As mentioned earlier, it would be inappropriate for the government to make any formal statement at this time in relation to the specific waste recommendations in the State of the environment report, as is proposed in the motion by Dr Foskey. Therefore, the government will be opposing the motion. I think, in fact, that given the debate on the State of the environment report was adjourned, it would be ruled out of order if we started commenting on it.

I want to raise a couple of other small things. Dr Foskey’s motion actually calls on us to do things we are already doing. It calls on us to develop a zero waste education facility. Mr Assistant Speaker, I think you may have visited the Mugga recycling facility—MURF—with the planning and environment committee. What do we have in the MURF? We have an education facility. What part of “education facility” do people with such significant tertiary qualifications not understand?

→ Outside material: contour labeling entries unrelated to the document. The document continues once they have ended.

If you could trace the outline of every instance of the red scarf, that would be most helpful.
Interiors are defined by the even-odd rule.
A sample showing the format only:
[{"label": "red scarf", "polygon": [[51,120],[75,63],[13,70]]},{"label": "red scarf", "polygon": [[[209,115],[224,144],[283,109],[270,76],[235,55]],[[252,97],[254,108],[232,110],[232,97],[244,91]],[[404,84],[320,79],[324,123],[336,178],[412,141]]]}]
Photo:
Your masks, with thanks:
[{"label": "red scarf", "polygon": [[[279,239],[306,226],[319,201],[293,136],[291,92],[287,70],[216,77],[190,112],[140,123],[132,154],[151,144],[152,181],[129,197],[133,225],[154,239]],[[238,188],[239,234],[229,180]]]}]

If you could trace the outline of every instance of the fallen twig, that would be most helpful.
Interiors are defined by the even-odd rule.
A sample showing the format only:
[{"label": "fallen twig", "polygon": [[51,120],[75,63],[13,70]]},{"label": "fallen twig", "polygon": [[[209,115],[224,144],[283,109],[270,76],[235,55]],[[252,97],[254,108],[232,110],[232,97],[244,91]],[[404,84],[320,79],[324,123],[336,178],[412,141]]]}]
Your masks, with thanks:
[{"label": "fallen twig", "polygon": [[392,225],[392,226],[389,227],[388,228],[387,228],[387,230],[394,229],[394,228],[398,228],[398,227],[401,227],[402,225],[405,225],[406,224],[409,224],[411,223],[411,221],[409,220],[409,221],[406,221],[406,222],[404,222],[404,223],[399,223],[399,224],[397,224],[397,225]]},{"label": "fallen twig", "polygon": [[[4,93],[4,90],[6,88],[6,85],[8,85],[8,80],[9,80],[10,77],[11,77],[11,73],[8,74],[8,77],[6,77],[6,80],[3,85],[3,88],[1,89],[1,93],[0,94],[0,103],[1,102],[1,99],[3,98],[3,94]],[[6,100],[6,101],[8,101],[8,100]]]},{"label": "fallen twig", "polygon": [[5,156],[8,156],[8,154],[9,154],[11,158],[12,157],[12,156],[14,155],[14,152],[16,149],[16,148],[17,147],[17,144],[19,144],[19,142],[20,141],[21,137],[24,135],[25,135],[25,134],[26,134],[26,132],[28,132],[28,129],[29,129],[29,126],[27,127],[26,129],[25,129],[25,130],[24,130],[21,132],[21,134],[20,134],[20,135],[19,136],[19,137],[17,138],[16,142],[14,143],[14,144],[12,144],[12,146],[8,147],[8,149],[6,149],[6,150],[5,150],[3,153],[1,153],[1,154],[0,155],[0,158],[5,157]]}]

One of the concerns that we have is that this is so typically Greens’ stuff. They say, “We have got these really good ideas and you guys are going to pinch them.” That is not the case. We will adopt a good idea irrespective of who comes up with it. We will do this when we have considered its cost effectiveness, whether it is going to work and whether it is going to be embraced by the community. We will not do it based on the mad ramblings of a bunch of banshees who have this mantra that they run up the flagpole saying, “We need more of this and more of that and more of something else.” They can say that, Mr Assistant Speaker, because as long as their backsides point to the ground, they will never be in a governmental position to be able to anything about it.

This motion calls upon us to spend heaps. It calls on us to establish an ACT waste consortium. That comes free, doesn’t it? We are talking about a green waste kerbside collection service. We have a lack of faith expressed in the trashpack industry, but they are going great guns. But this would cost us. It would cost $40 per household on top of the rates to deliver. We will have to think about it.

The motion calls on us to institute a regular collection of large household items to promote reuse. Who is going to pay for it? Here is a good one. It calls on us to increase the fines for illegally dumping chemicals and other waste in the wastewater and stormwater systems. We might think about that, because increasing the penalties is a good idea. They want us to have more trained inspectors. Where is the money going to come from?

There are a number of things this motion wants the government to do. Members of the opposition are saying that they are going to support Dr Foskey’s motion. Let us hope that they give it some consideration. I make this point for the attention of the number crunchers upstairs who are putting numbers into the spendometer. The spendometer will reveal all of this extra cost. Where is all this extra cost going to come from? We might stop the prison; that is what we might do.